/StochOpt.jl

A suite of stochastic optimization methods for solving the empirical risk minimization problem.

Primary LanguageJuliaGNU General Public License v3.0GPL-3.0

warning package under development: it will break. But renewed shall be the code that was broken, the crashless again shall compile.

Dependencies

Pkg.add("JLD")
Pkg.add("Plots")
Pkg.add("StatsBase")
Pkg.add("Match")

StochOpt

A suite of stochastic optimization methods for solving the empirical risk minimization problem.

Demo

For a simple demo of the use of the package

julia ./test/demo.jl

For a demo of the SVRG2 type methods from [1]

julia ./test/test/demo_SVRG2.jl

For a demo of the BFGS and accelerated BFGS methods from [2]

julia ./test/demo_BFGS.jl

For a demo of SAGA with optimized probabilities from [4]

julia ./test/demo_SAGA.jl

Repeating paper results

To re-generate all of the experiments from [1]

julia ./repeat_paper_experiments/repeat_SVRG2_paper_experiments.jl

To re-generate all of the experiments from [2]

julia ./repeat_paper_experiments/repeat_BFGS_accel_paper_results.jl

To re-generate the experiments from Section 6.1 of [4]

julia ./repeat_paper_experiments/compare_SAGA_importance_opt_Lis.jl

To re-generate the experiments from Section 6.1 of [4]

julia ./repeat_paper_experiments/test_optimal_minibatch_SAGA_nice.jl

Methods implemented

SVRG, the original SVRG algorithm;
SVRG2, which tracks the gradients using the full Hessian.
2D, which tracks the gradients using the diagonal of the Hessian.
2Dsec, which tracks the gradients using the robust secant equation.
SVRG2emb, which tracks the gradients using a low-rank approximation of the Hessians.
CM, which tracks the gradients using the low-rank curvature matching approximation of the Hessian
AM, which uses the low-rank action matching approximation of the Hessian.
BFGS, the standard, full memory BFGS method.
BFGS_accel, an accelerated BFGS method.
SAGA, stochastic average gradient descent, with several options of samplings (including optimal probabilities)

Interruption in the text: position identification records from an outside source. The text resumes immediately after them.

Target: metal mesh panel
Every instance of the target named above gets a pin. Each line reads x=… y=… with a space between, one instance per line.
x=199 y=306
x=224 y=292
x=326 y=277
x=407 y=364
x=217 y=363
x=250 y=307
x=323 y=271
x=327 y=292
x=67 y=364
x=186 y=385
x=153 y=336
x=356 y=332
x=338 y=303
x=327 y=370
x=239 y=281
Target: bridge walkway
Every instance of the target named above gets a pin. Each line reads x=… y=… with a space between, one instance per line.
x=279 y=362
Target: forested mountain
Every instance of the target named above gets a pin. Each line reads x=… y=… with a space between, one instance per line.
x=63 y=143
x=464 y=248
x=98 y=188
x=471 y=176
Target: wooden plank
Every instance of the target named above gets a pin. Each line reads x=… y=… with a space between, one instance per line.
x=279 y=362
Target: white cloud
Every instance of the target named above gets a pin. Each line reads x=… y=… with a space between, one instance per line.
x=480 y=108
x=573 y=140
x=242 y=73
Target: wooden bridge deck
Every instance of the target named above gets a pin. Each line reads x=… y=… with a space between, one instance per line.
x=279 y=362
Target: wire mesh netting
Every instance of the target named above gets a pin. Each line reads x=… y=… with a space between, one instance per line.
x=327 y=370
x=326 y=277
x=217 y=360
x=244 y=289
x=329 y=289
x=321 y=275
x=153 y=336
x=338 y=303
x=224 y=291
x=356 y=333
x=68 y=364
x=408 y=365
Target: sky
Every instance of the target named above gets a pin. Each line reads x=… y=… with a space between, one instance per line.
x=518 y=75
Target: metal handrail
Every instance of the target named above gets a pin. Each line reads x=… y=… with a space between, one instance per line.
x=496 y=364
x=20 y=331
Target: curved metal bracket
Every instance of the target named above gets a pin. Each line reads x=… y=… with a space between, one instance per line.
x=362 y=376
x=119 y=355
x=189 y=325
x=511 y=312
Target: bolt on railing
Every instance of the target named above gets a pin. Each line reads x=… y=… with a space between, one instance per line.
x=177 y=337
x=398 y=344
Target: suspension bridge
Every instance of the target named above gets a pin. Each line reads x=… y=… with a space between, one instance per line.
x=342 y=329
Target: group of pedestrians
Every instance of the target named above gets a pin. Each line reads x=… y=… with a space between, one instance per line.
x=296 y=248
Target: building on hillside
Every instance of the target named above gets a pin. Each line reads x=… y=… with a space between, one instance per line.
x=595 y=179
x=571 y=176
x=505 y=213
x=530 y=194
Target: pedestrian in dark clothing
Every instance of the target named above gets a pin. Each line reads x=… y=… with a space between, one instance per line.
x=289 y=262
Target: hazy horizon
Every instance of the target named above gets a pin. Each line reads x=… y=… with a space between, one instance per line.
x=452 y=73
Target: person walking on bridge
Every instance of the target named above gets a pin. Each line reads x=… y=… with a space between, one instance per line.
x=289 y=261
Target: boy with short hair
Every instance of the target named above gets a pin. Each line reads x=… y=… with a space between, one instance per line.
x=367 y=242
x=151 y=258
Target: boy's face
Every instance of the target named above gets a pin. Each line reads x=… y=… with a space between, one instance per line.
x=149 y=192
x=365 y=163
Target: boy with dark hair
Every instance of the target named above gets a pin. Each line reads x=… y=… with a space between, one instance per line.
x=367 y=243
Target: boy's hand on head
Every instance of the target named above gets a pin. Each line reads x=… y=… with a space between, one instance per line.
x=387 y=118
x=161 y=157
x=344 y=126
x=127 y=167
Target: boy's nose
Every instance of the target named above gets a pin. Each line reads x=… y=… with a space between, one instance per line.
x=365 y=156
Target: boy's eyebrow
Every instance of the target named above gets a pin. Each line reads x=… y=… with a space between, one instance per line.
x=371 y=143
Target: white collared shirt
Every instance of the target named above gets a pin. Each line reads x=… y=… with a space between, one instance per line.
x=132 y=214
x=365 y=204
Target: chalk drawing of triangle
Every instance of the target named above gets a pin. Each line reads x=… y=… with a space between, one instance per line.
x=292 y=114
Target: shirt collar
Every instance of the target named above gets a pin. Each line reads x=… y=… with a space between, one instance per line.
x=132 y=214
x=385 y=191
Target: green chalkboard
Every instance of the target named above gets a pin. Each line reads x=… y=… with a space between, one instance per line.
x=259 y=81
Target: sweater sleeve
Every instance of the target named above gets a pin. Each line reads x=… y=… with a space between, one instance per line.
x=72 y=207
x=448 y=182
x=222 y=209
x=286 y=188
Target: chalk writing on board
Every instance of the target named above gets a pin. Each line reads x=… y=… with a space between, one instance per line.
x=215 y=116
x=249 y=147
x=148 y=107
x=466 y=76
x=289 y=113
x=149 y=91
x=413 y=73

More details on the methods can be found in [1], [2] and [4]

Code Philosophy

To provide en enviroment where competing stochastic methods can be compared on equal footing. This is why all methods are called by the same wrapper function "minimizeFunc" (or it's extension minimizeFunc_grid_stepsize). All performance measures such as time taken, test error or epochs are calculated by these wrapper functions. Each new method need only supply a stepmethod and a bootmethod. The stepmethod returns an update vector d which is then added to x_k to give the next iterate x_{k+1}. The bootmethod is called once to initialize the method.

Adding more data

To test a new data set, download the raw data of a binary classifiction fomr LIBSVM [3] and place it in the folder ./data. Then replace "liver-disorders" in the code src/load_new_LIBSVM_data.jl and execute. In other words, run the code

include("dataLoad.jl")
initDetails()

datasets = ["liver-disorders"]  
for  dataset in datasets
transformDataJLD(dataset)
X,y = loadDataset(dataset)
showDetails(dataset)
end

where "liver-disorders" has been replaced with the name of the new raw data file.

Adding new loss functions

to include new objective function, see load_logistic.jl and copy the same structure

Adding new methods

to include a new method X, you need to write a descent_X.jl and boot_X.jl function. See descent_grad and boot_grad for an example. I also recommend writing your type and including it in StochOpt or using one of the types there defined already.

References

[1] Tracking the gradients using the Hessian: A new look at variance reducing stochastic methods
RMG, Nicolas Le Roux and Francis Bach. To appear in AISTATS 2018

[2] Accelerated stochastic matrix inversion: general theory and speeding up BFGS rules for faster second-order optimization
RMG, Filip Hanzely, P. Richtárik and S. Stich. arXiv:1801.05490, 2018

[3] LIBSVM : a library for support vector machines.
Chih-Chung Chang and Chih-Jen Lin, ACM Transactions on Intelligent Systems and Technology, 2:27:1--27:27, 2011. Software available at http://www.csie.ntu.edu.tw/~cjlin/libsvm

[4] Stochastic Quasi-Gradient Methods: Variance Reduction via Jacobian Sketching
RMG, Peter Richtárik, Francis Bach

For up-to-date references see https://perso.telecom-paristech.fr/rgower/publications.html

TODO

  • change output type to have a testerrors field. Think where best to load a test problem. Probably outside of minimizeFunc. Where best to place code for test_error ? Probably best to start a new src file for error calculations? or testing related things?
  • Implement the calculation of the Jacobian.
  • The code for SVRG2 type methods (AMprev, AMgauss, CMprev, CMgauss) should have their own type. Right now they are definied using the generic Method type, which is why the code for these functions is illegible.